Mr. Bean, played by British actor Rowan Atkinson, poses in the shallows of the surf at Bondi Beach in Sydney, on March 7, as part of a publicity stunt for his latest film 'Mr. Bean's Holiday'. - REUTERS The idea of Mr. Bean, the simpering, near-silent king of the British twits, always seems a bit funnier than the reality.
That's especially true with Mr. Bean's Holiday, the character's second big-screen adventure, with Rowan Atkinson exuberantly goofing his way through sight gags that are cute and clever but not terribly amusing.
Here and there, Mr. Bean's Holiday elicits some real laughs, particularly toward the end as the mayhem the character causes reaches epi Mostly, though, the movie is a just pleasant-enough trifle, a collection of amiable sketches strung together along Bean's pratfall-filled road trip from rainy London to the sunny beaches of the French Riviera.
Seventeen years after Bean made its debut on British television, lanky, rubbery Atkinson still inhabits him with such imbecilic effervescence that it's not hard to get caught up in his misadventures even when they're not very interesting.
Inspiration
Atkinson has cited French filmmaker Jacques Tati's Monsieur Hulot as an inspiration for Bean, and the new movie plays like a lowbrow homage to that character's first appearance in Monsieur Hulot's Holiday.
After a brief prologue in which Bean wins a raffle whose grand prize is a trip to Cannes and a digital video camera, our loveable cretin is off to France, recording his journey every step of the way. Bean's video travelogue is woven throughout the storyline and becomes a key device during the movie's finale at the Cannes Film Festival.

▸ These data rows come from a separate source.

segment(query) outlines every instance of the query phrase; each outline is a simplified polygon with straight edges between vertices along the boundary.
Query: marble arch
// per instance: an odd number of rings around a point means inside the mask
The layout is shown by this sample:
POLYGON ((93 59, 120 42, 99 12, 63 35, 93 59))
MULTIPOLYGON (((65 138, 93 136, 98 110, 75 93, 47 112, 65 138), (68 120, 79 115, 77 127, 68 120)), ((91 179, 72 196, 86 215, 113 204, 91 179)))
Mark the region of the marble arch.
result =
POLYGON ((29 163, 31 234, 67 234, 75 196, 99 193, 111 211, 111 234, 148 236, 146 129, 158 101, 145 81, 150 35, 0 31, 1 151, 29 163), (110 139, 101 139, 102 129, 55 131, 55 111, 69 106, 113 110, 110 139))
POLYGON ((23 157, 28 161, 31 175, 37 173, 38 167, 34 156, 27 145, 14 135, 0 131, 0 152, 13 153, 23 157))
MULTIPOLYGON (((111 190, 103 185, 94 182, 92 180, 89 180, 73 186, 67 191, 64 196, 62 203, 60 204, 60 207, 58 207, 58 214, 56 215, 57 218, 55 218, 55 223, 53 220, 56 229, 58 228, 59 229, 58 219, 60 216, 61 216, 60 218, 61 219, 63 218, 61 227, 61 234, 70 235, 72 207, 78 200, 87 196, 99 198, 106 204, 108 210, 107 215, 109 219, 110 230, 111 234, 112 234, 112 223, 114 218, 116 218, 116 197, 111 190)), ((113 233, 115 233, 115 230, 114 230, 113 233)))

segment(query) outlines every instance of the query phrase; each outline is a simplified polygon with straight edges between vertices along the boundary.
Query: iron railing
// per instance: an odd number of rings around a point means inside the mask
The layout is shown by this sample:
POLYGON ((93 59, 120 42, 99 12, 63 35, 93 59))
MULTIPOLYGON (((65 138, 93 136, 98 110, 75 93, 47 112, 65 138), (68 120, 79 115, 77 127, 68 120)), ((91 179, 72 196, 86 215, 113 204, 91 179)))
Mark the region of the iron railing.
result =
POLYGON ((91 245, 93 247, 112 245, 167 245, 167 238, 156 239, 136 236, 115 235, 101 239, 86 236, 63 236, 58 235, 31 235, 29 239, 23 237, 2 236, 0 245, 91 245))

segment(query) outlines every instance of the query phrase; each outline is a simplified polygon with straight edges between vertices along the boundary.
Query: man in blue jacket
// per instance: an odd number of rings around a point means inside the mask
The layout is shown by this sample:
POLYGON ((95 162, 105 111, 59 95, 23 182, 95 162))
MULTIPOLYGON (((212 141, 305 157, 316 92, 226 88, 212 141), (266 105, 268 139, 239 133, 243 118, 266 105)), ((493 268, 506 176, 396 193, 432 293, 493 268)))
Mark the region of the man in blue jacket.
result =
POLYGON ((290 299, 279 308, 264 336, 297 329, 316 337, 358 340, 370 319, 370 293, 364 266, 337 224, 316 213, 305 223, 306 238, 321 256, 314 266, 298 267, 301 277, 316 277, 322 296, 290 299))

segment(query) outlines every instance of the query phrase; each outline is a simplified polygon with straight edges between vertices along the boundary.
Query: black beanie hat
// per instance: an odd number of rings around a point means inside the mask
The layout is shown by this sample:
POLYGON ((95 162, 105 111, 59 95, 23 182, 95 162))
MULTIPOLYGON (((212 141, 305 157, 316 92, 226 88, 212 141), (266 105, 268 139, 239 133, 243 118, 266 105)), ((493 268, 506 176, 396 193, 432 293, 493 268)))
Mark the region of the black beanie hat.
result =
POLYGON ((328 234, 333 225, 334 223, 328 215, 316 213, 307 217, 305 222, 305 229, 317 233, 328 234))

Continually sidetracked by his own fathomless stupidity, Bean causes perpetual agony for himself and almost everyone he encounters, among them self-adoring filmmaker Carson Clay (Willem Dafoe), who is on his way to Cannes for the premiere of his pretentious new film.
Boarding a train in Paris, Bean manages to separate a Russian filmmaker (Karel Roden) from his young son Stepan (Max Baldry). Bean and Stepan wind up as travelling companions as our hero tries to reunite the boy with his father, eventually hooking up with an aspiring actress (Emma de Caunes) who's on her way to Cannes as well.
French star Jean Rochefort pops up in a strangely insubstantial part as a waiter who serves up a seafood platter, prompting a stomach-churning scene in which Bean tries to make his way through a slimy lunch of oysters and prawns.
Director Steve Bendelack and screenwriters Hamish McColl and Robin Driscoll never quite hit on anything inspired, though they pile on enough absurd stunts and buffoonery to keep Mr. Bean's Holiday from ever becoming tedious. Some gags run on too long, and only a handful elicit visceral laughter.
Story line
Baldry and de Caunes are suitably sweet in roles that call for little else, while Dafoe serves his purpose well in essentially a one-note part as an egomaniac.
The entire movie hangs on Atkinson, with the other characters there mainly for Bean to crash into. Really just a large, helpless boy in tweed, Bean utters only a few syllables, the occasional 'oui', 'gracias' or 'Cannes', as he moves through the world with reckless single-mindedness.
It's a testament to Atkinson's gift for physical comedy and cartoonish expression that audiences can stick with an almost wordless simpleton for the space of a full movie. While Mr. Bean's Holiday is hardly a memorable vacation, Atkinson proves an agreeably silly tour guide.
Mr. Bean's Holiday, a Universal release, is rated G. Running time: 90 minutes. Two stars out of four.